Atomic Design, the brainchild of web designer Brad Frost, was one of the first ways for web designers to work in a modular design system.

One organization, 60+ websites. This is not an uncommon challenge for teams at large companies and nonprofits today. More and more, we see clients with one central marketing team managing a proliferation of digital properties— valiantly trying to maintain some level of brand and user consistency while giving product, segment, or school leaders flexibility to build what they need. For a long time, a template approach to site design made it unnecessarily hard for one communications team overseeing a network of sites with multiple editors and contributors. Rigidity creates rogues.

The lesson from publishing

The publishing industry often lives by the truism that Content is King, especially in ecosystems with many websites. But believing Content is King and having the ability to publish the kinds of robust and engaging content experiences usually means employing a lot of creative workarounds.
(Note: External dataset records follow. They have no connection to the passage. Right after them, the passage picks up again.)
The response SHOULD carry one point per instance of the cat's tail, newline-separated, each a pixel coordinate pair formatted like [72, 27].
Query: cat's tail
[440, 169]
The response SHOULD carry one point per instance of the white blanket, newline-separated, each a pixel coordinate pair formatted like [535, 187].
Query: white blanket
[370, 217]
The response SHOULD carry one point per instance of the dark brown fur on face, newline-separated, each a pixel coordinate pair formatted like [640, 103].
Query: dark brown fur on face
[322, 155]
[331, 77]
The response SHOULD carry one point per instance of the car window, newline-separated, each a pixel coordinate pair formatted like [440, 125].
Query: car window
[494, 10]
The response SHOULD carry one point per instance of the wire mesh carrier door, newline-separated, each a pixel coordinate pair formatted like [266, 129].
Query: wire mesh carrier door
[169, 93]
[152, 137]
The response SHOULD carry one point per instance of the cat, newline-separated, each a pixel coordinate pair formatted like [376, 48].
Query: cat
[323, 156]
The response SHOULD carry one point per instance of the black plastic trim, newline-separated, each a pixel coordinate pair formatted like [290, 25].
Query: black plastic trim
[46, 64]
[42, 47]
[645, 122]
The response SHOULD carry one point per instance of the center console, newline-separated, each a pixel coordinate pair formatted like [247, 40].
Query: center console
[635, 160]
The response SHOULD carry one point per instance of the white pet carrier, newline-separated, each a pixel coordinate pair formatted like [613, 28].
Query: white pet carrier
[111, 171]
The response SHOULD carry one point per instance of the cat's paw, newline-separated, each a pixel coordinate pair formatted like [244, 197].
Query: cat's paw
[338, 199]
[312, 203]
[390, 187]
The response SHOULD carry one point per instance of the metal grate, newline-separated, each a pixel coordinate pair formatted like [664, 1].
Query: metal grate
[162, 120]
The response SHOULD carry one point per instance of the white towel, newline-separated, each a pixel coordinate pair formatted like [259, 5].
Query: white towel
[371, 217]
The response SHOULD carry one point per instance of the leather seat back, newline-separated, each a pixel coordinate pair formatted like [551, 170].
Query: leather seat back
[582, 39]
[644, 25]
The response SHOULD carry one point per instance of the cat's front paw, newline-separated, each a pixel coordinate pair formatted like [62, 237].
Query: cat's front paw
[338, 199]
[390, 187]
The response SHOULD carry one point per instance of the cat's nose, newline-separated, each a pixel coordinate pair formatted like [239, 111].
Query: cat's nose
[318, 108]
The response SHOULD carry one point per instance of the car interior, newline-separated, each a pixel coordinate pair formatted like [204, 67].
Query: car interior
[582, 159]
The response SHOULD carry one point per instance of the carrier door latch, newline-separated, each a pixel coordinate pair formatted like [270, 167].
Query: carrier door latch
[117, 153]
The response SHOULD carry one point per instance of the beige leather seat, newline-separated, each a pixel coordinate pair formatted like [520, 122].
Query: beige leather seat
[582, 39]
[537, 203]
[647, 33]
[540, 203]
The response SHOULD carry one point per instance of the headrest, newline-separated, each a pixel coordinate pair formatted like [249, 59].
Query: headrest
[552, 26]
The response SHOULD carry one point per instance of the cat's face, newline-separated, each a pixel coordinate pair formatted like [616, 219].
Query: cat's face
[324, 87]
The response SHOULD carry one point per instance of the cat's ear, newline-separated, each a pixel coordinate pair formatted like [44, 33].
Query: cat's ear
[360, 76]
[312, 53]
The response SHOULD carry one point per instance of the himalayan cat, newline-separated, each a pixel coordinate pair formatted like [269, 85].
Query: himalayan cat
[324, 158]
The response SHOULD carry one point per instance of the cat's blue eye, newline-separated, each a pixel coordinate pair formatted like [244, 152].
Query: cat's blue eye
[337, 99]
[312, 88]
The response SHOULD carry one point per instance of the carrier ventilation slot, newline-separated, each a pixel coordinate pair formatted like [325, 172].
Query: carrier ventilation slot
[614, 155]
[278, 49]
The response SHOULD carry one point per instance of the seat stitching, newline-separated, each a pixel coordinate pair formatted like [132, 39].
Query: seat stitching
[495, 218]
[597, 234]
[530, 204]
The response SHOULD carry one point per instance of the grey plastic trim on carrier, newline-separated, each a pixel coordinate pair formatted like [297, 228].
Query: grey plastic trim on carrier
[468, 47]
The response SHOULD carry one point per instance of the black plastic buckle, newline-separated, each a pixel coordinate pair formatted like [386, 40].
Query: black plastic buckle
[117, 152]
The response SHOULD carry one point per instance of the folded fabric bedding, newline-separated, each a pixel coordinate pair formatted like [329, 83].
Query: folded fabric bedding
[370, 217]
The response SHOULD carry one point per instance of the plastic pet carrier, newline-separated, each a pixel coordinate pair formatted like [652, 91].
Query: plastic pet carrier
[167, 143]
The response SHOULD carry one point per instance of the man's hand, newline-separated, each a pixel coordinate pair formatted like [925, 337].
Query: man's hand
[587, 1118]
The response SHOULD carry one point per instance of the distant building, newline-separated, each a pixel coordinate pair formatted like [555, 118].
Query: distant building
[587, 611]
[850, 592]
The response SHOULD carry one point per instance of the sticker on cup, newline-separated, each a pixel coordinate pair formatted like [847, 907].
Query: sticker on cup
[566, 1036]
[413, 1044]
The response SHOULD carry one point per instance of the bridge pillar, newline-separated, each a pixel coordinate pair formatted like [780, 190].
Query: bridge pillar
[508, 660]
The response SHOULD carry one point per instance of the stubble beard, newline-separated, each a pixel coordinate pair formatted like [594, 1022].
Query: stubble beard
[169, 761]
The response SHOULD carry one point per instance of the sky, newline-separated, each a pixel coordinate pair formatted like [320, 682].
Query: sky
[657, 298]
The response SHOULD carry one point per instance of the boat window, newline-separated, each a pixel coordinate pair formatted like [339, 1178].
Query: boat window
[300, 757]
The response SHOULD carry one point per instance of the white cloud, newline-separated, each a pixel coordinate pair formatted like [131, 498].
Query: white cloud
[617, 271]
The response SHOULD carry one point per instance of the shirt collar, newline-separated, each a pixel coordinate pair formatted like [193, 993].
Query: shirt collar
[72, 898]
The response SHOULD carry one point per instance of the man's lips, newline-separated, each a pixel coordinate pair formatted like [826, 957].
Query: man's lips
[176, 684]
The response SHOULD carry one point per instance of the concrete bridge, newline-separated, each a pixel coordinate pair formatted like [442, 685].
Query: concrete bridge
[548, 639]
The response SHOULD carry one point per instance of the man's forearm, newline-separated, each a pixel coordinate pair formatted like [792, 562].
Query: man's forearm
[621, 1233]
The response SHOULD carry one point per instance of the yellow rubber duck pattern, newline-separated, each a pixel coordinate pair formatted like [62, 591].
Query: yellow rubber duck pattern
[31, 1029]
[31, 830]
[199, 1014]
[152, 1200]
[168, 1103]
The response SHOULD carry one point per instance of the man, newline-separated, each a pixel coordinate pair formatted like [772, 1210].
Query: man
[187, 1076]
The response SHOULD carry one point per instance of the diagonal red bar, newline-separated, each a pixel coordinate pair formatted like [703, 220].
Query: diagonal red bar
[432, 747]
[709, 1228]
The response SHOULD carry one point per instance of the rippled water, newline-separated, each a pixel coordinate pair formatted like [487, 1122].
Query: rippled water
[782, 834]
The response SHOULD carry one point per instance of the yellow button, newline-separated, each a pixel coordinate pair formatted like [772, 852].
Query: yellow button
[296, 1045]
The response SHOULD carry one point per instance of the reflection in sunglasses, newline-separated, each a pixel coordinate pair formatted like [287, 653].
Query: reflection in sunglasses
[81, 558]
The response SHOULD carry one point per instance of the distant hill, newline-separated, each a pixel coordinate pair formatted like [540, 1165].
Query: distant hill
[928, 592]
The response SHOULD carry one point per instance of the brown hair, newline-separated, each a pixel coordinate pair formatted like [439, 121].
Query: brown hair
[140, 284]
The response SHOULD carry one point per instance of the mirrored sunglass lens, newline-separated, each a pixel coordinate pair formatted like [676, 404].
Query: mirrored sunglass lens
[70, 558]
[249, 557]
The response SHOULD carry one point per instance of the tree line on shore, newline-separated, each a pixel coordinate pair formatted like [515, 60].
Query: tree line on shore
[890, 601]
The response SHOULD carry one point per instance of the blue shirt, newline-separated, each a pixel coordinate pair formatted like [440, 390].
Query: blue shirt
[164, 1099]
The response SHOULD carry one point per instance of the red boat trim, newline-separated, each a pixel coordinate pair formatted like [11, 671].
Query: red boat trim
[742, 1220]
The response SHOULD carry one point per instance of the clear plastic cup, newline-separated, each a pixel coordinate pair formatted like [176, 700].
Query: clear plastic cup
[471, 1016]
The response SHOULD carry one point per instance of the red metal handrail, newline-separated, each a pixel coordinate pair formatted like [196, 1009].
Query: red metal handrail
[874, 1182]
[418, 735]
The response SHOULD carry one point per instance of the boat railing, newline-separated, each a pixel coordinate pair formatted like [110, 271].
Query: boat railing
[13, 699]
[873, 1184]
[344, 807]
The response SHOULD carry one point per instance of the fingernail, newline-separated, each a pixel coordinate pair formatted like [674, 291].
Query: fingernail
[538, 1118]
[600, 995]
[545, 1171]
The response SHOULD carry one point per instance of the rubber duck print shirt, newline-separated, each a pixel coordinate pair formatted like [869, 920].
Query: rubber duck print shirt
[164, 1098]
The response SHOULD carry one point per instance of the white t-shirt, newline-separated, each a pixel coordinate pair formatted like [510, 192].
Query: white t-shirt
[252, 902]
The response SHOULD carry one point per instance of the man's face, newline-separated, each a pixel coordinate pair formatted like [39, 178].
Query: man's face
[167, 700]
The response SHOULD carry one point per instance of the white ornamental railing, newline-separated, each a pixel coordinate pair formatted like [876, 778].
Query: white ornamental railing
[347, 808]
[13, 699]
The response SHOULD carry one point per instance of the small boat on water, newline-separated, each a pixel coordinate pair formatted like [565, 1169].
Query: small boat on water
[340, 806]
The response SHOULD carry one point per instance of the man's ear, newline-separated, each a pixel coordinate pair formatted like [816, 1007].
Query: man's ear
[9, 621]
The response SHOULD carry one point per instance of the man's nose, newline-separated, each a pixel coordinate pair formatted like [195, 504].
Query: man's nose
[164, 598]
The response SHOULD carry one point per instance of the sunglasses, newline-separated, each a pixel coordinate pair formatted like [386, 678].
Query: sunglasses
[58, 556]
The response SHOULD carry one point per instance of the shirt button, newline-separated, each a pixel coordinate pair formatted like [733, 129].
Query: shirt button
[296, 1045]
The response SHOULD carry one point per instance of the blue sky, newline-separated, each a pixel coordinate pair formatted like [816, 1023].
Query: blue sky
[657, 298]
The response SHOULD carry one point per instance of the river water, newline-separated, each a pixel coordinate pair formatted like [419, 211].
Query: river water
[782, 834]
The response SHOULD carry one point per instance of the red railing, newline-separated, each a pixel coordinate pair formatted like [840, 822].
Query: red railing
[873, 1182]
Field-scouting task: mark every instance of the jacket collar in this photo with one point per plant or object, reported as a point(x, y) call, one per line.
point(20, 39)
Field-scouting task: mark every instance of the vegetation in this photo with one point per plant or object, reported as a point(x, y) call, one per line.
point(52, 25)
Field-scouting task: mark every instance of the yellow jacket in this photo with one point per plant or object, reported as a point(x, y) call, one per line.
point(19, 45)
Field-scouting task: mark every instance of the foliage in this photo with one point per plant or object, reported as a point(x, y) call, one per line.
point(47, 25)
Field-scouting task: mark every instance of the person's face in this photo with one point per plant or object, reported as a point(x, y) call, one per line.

It’s all too easy to design content that doesn’t neatly or easily fit into available templates. The default solution? Creating a lot—A LOT—of unique templates, hacking existing templates, or laying text over images to provide flexibility. Hacking into a template or solving problems with widget after widget can cause a website to lose design integrity and create an SEO mess. But more importantly, consistently having to reinvent the publishing process is unsustainable, frustrating, and time consuming.

The challenge of templates

One common solution to creating design integrity is a templated approach. The vast majority of content-heavy websites like Style.com, Epicurious, GQ.com and others, used these very limited, templated systems because developers found them easy to maintain. Templates are great for developers because the rules are clear. But designers want freedom… (and design consistency.)

Enter atomic design

To solve for this, designers started working in what is called Atomic Design. Atomic Design, the brainchild of web designer Brad Frost, was one of the first ways for web designers to work in a modular design system. Atomic Design takes the smallest design elements–like buttons, sidebars, quotes, and infographics–and builds from the base up, bundling elements together until a whole page is created. Atomic Design creates cohesive systems with a design language that becomes a design vocabulary, which can be repeated over and over across pages. It’s hard to break a modular system, it’s designed to bend. Almost everyone wins.

Atomic Design is great as long as it’s backed up with a Content Strategy that defines how the design system will support the needs of the site.

Atomic Design is great as long as it’s backed up with a Content Strategy that defines how the design system will support the needs of the site. And that system needs to be embedded into a CMS in a way where flexibility is at the hands of the publisher, not just the designer.

Content strategy

At the beginning of any robust digital project is some form of Content Strategy. Sometimes Content Strategy is interpreted as understanding high-value content needs, the tone or voice, or simply an editorial calendar. That is one kind of Content Strategy. We refer to this as Front-End Content Strategy or Editorial Strategy. What some people miss is not planning for the back-end, where the rubber meets the road for ongoing site management. When we’re developing a website using our Dynamic Publishing System or a Multi-site Dynamic Publishing Solution, we also establish a Back-end Content Strategy. We need to understand the format, taxonomy, and overall structure of all the content needs and interactions across all the properties.

Oftentimes, CMS design is almost wholly neglected. In order to update content, a CMS Administrator typically has a lengthy, complicated, and confusing number of steps to get fresh content live. Not only is this a frustrating waste of time, every complication adds to the likelihood of a mistake. Even if the design is modular, it’s all too easy to break the design in the CMS. Break the design, break the trust. However, if the CMS is designed with the same care as the front end, a CMS administrator can easily drag and drop content modules into place and intuitively build a new page without any risk of breaking the design or system. A good CMS is built with guardrails, giving administrators just enough freedom to build their pages with the appropriate content, while never giving too many options that may clutter or break the expectations of the front-end user.

Content publishers are king

When content is truly put first for all website users, suddenly the whole ecosystem works better. Every rigid template is now a modular system that is grounded in content and design needs— both simplifying and optimizing the publishing process. In this ever-changing digital landscape, new requirements pop up all of the time. With this dynamic publishing system approach, the developer can build a single module and add it to the pattern library. The code is cleaner, the website is lighter, and everyone is happy.

By using Content Strategy as the foundation, you can build a digital home that can grow and scale. A new website has to be designed to include every single user in mind: the end user, CMS Administrator, designer, and developer. This prolongs the life of your website and creates a usable, livable digital system that incorporates the whole digital organism, not just what can be seen. A healthier design isn’t just better design, it’s better business, and everyone wins.